Question

Solve the following differential equation
$\left( {{x}^{2}}-1 \right)\dfrac{dy}{dx}+2xy=\dfrac{2}{{{x}^{2}}-1}$.

Answer 1

Hint: Given a non-homogeneous equation. Try to make it a linear differential equation. And then find an integrating factor, which we can multiply to the both sides of the differential equation so that the Left Hand Side becomes in the form $d\left( \phi \left( x \right) \right)$ .So, that when we integrate on the sides, we can easily solve the integration and hence get a solution.

Complete step by step answer:
We are given a non-homogeneous differential equation.
First, we will try to convert it into the general form of differential equation
By dividing the whole equation with $\left( {{x}^{2}}-1 \right)$
Consider the given differential equation,
$\left( {{x}^{2}}-1 \right)\dfrac{dy}{dx}+2xy=\dfrac{2}{{{x}^{2}}-1}$
On dividing by $\left( {{x}^{2}}-1 \right)$ on both the sides of the equation, we get,
$\dfrac{dy}{dx}+\dfrac{2x}{{{x}^{2}}-1}y=\dfrac{2}{{{\left( {{x}^{2}}-1 \right)}^{2}}}$
Now, it is looking like the general form of first order linear differential equation.
We know that for solving the first order linear differential equation, we first find the integrating factor,
GENERAL FORM OF LINEAR DIFFERENTIAL EQUATION.
An integrating factor is a function by which an ordinary differential equation can be multiplied in order to make it integrable.

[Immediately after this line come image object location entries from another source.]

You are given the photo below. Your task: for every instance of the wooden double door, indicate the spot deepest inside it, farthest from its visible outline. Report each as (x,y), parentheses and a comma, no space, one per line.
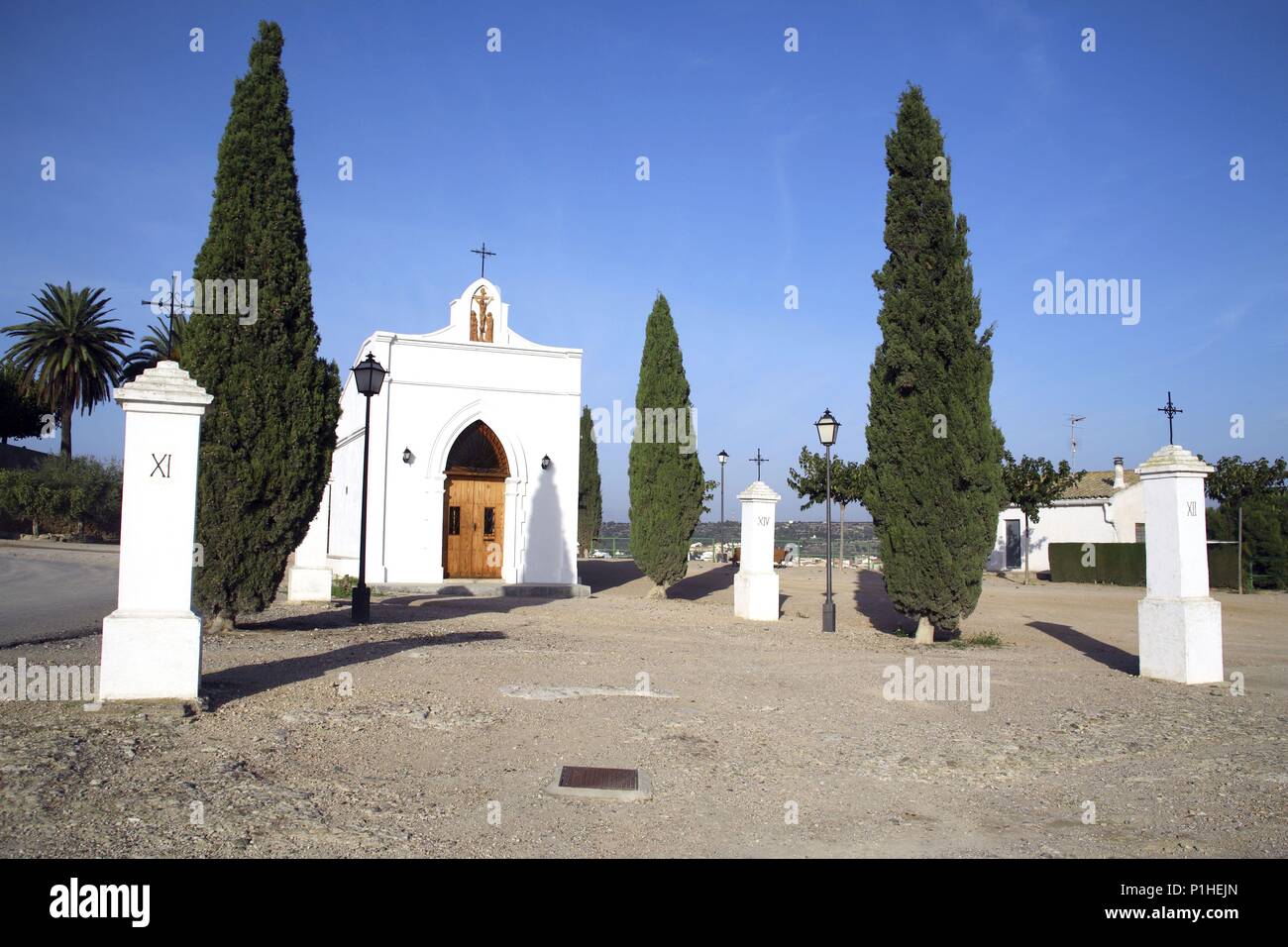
(473,527)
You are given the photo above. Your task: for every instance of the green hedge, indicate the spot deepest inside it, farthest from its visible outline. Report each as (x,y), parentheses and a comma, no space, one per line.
(78,496)
(1124,564)
(1224,566)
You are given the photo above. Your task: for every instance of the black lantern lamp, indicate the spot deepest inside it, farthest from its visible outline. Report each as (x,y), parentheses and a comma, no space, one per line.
(827,428)
(369,375)
(724,459)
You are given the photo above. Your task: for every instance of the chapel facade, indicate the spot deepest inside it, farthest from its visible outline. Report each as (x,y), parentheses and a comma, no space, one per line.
(475,457)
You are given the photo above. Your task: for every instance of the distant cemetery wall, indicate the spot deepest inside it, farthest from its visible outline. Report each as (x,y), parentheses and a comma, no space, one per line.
(1124,564)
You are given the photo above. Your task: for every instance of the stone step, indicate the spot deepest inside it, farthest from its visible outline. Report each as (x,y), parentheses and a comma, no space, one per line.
(482,589)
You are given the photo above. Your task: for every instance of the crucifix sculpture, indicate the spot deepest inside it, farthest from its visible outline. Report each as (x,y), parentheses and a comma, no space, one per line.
(175,305)
(483,254)
(1171,411)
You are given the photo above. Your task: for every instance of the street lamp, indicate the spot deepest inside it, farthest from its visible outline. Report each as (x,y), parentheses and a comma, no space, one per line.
(724,459)
(827,428)
(369,375)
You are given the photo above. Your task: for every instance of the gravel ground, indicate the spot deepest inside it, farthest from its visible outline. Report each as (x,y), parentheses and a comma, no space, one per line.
(447,738)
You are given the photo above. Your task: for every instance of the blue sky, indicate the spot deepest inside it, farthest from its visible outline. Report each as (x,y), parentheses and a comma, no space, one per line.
(765,171)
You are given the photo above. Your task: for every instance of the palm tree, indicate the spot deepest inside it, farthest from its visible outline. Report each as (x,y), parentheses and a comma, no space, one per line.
(68,351)
(155,347)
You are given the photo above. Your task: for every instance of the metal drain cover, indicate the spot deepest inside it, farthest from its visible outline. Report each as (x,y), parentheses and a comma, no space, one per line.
(600,783)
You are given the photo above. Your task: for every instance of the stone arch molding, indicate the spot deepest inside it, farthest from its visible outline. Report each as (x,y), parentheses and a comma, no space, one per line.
(515,484)
(456,425)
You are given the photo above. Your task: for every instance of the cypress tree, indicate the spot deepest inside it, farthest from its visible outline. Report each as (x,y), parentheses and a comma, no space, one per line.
(934,480)
(267,440)
(590,502)
(666,476)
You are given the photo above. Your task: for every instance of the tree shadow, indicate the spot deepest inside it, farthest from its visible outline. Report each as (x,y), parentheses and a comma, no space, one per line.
(694,587)
(874,603)
(1108,655)
(398,609)
(601,575)
(552,556)
(245,681)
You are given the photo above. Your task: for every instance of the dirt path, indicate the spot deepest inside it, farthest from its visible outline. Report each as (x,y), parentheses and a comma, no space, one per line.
(764,722)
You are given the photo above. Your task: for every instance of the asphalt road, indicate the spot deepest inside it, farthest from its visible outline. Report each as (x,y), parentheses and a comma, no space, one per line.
(54,594)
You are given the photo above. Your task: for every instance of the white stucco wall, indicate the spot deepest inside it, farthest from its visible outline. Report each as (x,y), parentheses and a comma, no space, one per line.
(1073,521)
(438,384)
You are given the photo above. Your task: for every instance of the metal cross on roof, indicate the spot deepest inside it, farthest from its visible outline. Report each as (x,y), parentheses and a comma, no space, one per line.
(175,305)
(1171,411)
(483,254)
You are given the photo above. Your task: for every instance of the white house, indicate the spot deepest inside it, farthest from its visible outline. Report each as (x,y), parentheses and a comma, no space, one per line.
(475,458)
(1102,506)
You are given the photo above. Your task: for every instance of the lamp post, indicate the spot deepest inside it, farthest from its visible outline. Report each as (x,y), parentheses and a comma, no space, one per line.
(724,459)
(827,428)
(369,375)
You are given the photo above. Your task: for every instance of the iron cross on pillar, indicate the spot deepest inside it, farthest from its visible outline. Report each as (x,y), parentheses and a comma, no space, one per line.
(483,254)
(1171,411)
(175,307)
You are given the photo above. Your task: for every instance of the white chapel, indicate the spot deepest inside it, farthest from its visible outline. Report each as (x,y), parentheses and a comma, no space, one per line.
(475,460)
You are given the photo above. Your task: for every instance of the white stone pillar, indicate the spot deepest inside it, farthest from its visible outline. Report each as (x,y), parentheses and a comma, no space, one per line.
(755,587)
(153,641)
(309,579)
(1180,624)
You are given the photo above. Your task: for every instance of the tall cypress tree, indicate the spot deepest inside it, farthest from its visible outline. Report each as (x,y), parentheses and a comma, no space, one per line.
(934,480)
(666,476)
(267,440)
(590,502)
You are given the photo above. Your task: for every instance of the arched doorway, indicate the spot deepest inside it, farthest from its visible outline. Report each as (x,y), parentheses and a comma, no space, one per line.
(475,505)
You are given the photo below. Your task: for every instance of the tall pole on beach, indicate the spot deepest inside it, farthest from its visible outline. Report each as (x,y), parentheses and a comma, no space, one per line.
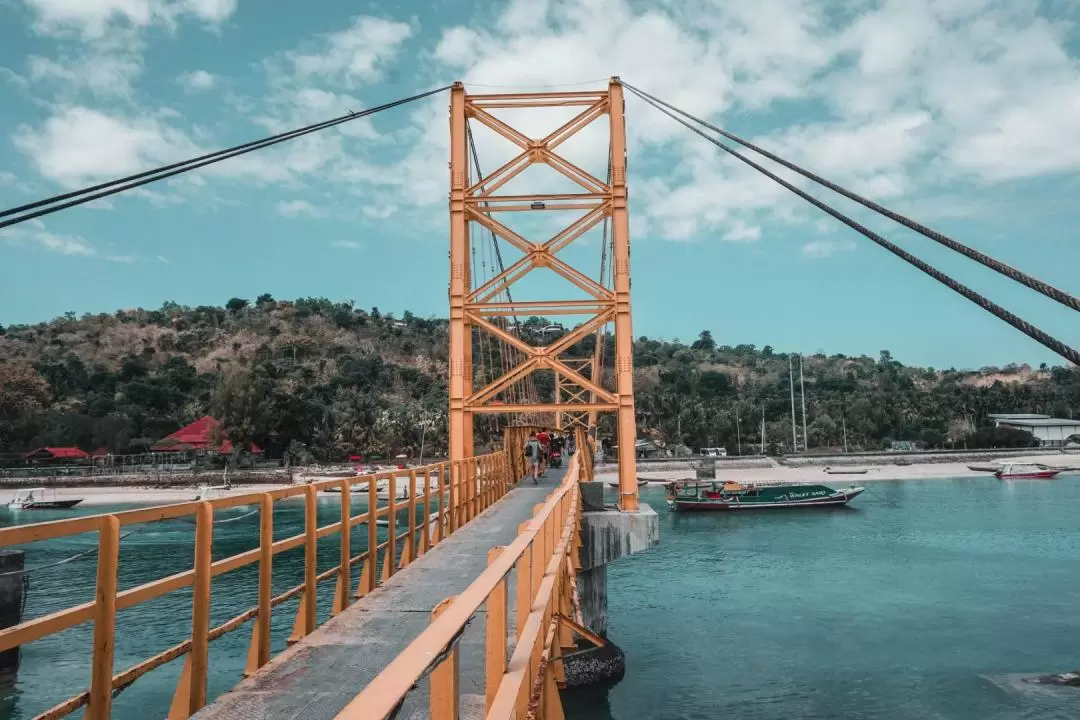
(791,381)
(802,399)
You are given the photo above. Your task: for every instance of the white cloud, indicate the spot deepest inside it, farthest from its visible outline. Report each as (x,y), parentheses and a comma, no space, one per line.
(198,80)
(79,145)
(824,248)
(104,72)
(743,233)
(356,54)
(71,245)
(298,207)
(94,18)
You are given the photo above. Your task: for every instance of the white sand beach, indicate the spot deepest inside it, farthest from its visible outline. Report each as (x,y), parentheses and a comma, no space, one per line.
(818,474)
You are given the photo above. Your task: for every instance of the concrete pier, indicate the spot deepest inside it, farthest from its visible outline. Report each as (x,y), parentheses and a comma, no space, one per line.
(607,535)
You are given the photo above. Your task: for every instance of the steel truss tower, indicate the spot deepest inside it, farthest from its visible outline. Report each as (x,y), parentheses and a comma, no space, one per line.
(578,397)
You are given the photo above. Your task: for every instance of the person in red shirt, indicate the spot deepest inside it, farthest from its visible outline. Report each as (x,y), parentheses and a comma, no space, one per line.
(544,438)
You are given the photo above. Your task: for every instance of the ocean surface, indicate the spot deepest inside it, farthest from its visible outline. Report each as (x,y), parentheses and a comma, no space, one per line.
(923,600)
(57,667)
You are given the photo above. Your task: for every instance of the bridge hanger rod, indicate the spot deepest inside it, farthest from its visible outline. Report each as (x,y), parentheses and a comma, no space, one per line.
(1022,325)
(1034,283)
(112,187)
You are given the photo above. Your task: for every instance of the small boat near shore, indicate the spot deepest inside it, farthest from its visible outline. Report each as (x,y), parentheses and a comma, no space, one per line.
(846,471)
(1026,472)
(41,499)
(709,497)
(640,484)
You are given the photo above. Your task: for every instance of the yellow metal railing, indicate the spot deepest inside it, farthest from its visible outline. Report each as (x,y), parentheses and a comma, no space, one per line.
(544,559)
(464,490)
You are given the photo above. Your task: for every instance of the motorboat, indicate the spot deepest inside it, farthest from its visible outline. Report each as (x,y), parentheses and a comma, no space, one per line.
(1015,471)
(41,499)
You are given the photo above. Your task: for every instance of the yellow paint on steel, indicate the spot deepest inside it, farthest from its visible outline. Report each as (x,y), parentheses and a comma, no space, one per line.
(536,612)
(191,688)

For example, a linear first-order ordinary differential equation of type
$\dfrac{dy}{dx}+P\left( x \right)y=Q\left( x \right)$
Where P and Q are the continuous function, can be made integrable by letting $v\left( x \right)$be a function
$v\left( x \right)=\int_{{}}^{{}}{p\left( x \right)dx}$
Then ${{e}^{v\left( x \right)}}$ would be the integrating factor therefore,
It’s INTEGRATING FACTOR IS
${{e}^{\int{P\left( x \right)dx}}}$
So, the integrating factor for given differential equation is after comparing the general form with the given equation,
${{e}^{\int{\dfrac{2x}{{{x}^{2}}-1}dx}}}$
Let, ${{x}^{2}}-1=t$
On differentiating both the sides,
$2xdx=dt$
So, now the integrating factor becomes,
$\begin{align}
  & {{e}^{\int{\dfrac{1}{t}dt}}} \\
 & ={{e}^{\ln t}} \\
 & =t \\
 & ={{x}^{2}}-1 \\
\end{align}$
Multiplying the integrating factor to the differential equation, then we will get,
$\left( {{x}^{2}}-1 \right)\dfrac{dy}{dx}+2xy=\dfrac{2}{\left( {{x}^{2}}-1 \right)}$
Hence,
$d\left( \left( {{x}^{2}}-1 \right)y \right)=\dfrac{2}{{{x}^{2}}-1}$
Now, integrating both the sides, we get
$\left( {{x}^{2}}-1 \right)y=\int{\dfrac{2}{{{x}^{2}}-1}dx}+C$
We know the formula of integration,
$\int{\dfrac{1}{{{x}^{2}}-{{a}^{2}}}dx}=\dfrac{1}{2a}\ln \left| \dfrac{x-a}{x+a} \right|+C$
Applying this formula in the last step, we get,
$\left( {{x}^{2}}-1 \right)y=2\dfrac{1}{2}\ln \left| \dfrac{x-1}{x+1} \right|+C$

Hence, the solution of the differential equation $\left( {{x}^{2}}-1 \right)\dfrac{dy}{dx}+2xy=\dfrac{2}{{{x}^{2}}-1}$ is
 $\left( {{x}^{2}}-1 \right)y=2\dfrac{1}{2}\ln \left| \dfrac{x-1}{x+1} \right|+C$

Note: There is an alternate method to use here or we can say the method of inspection that we can use here without calculating the integrating factor. Consider the given differential equation $\left( {{x}^{2}}-1 \right)\dfrac{dy}{dx}+2xy=\dfrac{2}{{{x}^{2}}-1}$ , Notice the Left hand side of the differential equation, it is the differentiation of x$y\left( {{x}^{2}}-1 \right)$ with respect to $''x''$ , so we can directly get into the step $d\left( \left( {{x}^{2}}-1 \right)y \right)=\dfrac{2}{{{x}^{2}}-1}$ and proceed as same.